Why Kids Misbehave
Pushing the envelope is what we do, it's how we progress, it's how we grow -- and kids are gifted at it.
Around here, my husband and I have a special nickname for our 7-year-old niece, who's living with us. Those days when she's testing every ounce of our resolve, we playfully call her Queen Testoria. As in "Oh, look, it's Queen Testoria -- she must have forgotten that she already had her chance to get a snack before bed, because I see she's hiding a yogurt under the covers." Queen Testoria tests. She wants to know exactly what she can and can't get away with.
What to do:
Pick your battles. With Queen Testoria, we try to choose the important fights. We won't fight with her about whether she has to eat everything green on her plate -- we can't force the food down, after all. But we also won't be fighting about eating cookies later, because our rule is if you don't eat your dinner, you don't get dessert. And she knows it.
Don't give in. Part of Testoria's strength is her ability to whine and argue until even the most solid grown-up feels like throwing her own tantrum. Lengthy explanations exploring every in and out of the rule, however, just add fuel to the fire.
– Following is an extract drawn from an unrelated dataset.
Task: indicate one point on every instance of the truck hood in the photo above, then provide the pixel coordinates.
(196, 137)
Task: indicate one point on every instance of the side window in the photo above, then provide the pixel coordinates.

But be sympathetic. This shows that rules aren't enforced out of arbitrary anger. "That's such a bummer about no cookie tonight. Well, maybe tomorrow you'll eat your dinner and we can all have cookies together!"
Be consistent. No matter what your family's rules are, if they're not enforced the same way (well, pretty much the same way) every day, you're just asking for prodding, testing, questioning. Without consistency, rules become as tempting to break as a leaning Lego tower in a roomful of 2-year-olds.